Introduction
The process of collecting information from a website (or websites) is often referred to as either web scraping or web crawling. Web scraping is the process of scanning a webpage/website and extracting information out of it, whereas web crawling is the process of iteratively finding and fetching web links starting from a URL or list of URLs. While there are differences between the two, you might have heard the two words used interchangeably. Although this article will be a guide on how to scrape information, the lessons learned here can very easily be used for the purposes of 'crawling'.
Hopefully I don't need to spend much time talking about why we would look to scrape data from an online resource, but quite simply, if there is data you want to collect from an online resource, scraping is how we would go about it. And if you would prefer to avoid the rigour of going through each page of a website manually, we now have tools that can automate the process.
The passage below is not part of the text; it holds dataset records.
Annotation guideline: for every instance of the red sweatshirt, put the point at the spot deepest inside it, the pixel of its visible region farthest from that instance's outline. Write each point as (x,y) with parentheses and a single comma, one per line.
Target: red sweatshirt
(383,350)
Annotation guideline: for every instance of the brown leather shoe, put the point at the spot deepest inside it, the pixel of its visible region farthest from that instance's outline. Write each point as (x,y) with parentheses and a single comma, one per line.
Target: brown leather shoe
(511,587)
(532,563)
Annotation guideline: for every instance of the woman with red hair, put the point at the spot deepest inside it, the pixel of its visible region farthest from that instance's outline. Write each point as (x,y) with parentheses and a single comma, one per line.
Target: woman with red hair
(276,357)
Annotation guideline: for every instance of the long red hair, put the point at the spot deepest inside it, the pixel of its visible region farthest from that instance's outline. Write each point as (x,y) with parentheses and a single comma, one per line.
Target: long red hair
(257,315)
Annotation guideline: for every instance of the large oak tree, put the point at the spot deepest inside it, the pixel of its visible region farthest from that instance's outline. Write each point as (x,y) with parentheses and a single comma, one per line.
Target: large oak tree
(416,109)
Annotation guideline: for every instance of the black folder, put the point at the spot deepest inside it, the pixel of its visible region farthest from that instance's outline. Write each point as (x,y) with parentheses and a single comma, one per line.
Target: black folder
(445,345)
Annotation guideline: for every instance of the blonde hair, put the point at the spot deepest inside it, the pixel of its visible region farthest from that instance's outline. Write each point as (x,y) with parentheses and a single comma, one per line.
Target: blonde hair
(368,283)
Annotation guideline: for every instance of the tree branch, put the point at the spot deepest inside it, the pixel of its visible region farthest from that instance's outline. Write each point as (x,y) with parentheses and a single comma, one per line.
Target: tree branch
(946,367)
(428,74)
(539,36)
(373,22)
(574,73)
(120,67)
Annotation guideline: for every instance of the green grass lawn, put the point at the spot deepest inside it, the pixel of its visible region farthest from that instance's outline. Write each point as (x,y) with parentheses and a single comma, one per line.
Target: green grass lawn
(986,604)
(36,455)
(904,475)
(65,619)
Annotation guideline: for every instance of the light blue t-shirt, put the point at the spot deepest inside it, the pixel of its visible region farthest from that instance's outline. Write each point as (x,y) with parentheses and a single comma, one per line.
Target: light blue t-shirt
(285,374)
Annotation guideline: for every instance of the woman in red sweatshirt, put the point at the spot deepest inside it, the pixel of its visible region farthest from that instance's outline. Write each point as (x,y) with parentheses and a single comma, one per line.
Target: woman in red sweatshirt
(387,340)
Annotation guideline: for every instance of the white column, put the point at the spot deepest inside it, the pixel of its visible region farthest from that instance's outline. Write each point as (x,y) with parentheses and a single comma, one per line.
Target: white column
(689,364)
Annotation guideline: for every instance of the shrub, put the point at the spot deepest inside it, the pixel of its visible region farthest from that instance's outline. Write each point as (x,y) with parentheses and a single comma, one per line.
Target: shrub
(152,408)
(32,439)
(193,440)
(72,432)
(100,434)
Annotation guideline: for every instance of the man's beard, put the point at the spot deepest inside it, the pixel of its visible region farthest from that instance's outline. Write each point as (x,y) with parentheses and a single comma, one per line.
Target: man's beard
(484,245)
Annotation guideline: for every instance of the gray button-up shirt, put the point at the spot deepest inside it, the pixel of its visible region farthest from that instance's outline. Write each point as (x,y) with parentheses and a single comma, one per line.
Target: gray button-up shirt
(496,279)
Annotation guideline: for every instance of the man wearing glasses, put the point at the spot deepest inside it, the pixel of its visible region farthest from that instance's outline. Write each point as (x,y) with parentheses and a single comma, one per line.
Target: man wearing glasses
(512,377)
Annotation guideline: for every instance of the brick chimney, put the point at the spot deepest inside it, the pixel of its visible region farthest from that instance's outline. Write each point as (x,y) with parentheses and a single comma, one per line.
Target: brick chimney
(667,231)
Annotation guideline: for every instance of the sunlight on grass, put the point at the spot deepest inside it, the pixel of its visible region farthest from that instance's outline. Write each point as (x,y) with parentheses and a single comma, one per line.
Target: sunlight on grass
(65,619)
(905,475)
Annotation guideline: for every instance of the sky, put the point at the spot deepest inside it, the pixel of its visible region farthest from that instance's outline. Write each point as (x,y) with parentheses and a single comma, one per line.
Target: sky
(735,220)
I'll also take a moment to add that the process of web scraping is a legal grey area. You will be steering on the side of legal if you are collecting data for personal use and it is data that is otherwise freely available. Scraping data that is not otherwise freely available is where stuff enters murky water. Many websites will also have policies relating to how data can be used, so please bear those policies in mind. With all of that out of the way, let's get into it.
For the purposes of demonstration, I will be scraping my own website and will be downloading a copy of the scraped data. In doing so, we will:
- Set up an environment that allows us to be able to watch the automation if we choose to (the alternative is to run this in what is known as a 'headless' browser - more on that later);
- Automating the visit to my website;
- Traverse the DOM;
- Collect pieces of data;
- Download pieces of data;
- Learn how to handle asynchronous requests;
- And my favourite bit: end up with a complete project that we can reuse whenever we want to scrape data.
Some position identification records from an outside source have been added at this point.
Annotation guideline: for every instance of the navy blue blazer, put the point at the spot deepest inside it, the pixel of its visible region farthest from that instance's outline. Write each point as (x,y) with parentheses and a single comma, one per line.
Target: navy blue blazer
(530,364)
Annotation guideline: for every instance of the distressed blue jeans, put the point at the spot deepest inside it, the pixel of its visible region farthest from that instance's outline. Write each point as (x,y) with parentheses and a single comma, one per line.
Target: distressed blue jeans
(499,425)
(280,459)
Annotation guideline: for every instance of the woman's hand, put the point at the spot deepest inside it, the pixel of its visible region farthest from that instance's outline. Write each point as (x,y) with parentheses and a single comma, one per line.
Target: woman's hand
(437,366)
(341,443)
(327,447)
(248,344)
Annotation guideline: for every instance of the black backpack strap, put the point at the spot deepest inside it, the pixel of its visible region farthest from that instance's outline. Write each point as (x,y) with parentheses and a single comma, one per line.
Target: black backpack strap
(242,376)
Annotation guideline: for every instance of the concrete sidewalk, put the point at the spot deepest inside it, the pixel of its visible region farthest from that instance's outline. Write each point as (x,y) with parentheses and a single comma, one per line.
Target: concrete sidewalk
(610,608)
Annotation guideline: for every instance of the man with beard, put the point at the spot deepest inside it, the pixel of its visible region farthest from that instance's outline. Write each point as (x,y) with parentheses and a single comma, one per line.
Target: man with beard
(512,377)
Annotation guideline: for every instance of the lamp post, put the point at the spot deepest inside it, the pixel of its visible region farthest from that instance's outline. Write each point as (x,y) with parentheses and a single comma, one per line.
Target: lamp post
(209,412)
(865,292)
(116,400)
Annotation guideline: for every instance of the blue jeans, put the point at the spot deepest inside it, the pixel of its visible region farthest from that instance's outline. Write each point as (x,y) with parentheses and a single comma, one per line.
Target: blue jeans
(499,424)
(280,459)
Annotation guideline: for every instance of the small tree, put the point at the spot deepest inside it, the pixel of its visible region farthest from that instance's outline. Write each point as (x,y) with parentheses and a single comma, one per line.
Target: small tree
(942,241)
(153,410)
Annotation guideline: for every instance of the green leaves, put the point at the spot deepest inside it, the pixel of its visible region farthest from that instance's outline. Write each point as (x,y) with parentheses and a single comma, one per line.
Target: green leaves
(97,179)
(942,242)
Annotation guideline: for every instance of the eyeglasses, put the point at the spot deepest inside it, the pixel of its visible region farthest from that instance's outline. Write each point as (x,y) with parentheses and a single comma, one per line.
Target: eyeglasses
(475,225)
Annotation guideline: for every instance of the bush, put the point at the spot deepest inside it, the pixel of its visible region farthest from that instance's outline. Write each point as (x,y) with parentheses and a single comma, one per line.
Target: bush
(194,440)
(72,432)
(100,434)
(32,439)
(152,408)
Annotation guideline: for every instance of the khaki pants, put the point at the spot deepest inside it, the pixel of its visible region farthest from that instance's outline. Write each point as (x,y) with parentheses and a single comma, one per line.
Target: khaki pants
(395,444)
Now in order to do all of these, we will be making use of two things: Node.js, and Puppeteer. Now chances are you have already heard of Node.js before, so we won't go into what that is, but just know that we will be using one Node.js module: FS (File System).
Let's briefly explain what Puppeteer is.
Puppeteer
Puppeteer is a Node library which provides a high-level API to control Chrome or Chromium over the DevTools Protocol. Most things that you can do manually in the browser can be done using Puppeteer. The Puppeteer website provides a bunch of examples, such as taking screenshots and generating PDFs of webpages, automating form submission, testing UI, and so on. One thing they don't expressly mention is the concept of data scraping, likely due to the potential legal issues mentioned earlier. But as it states, anything you can do manually in a browser can be done with Puppeteer. Automating those things means that you can do it way, way faster than any human ever could.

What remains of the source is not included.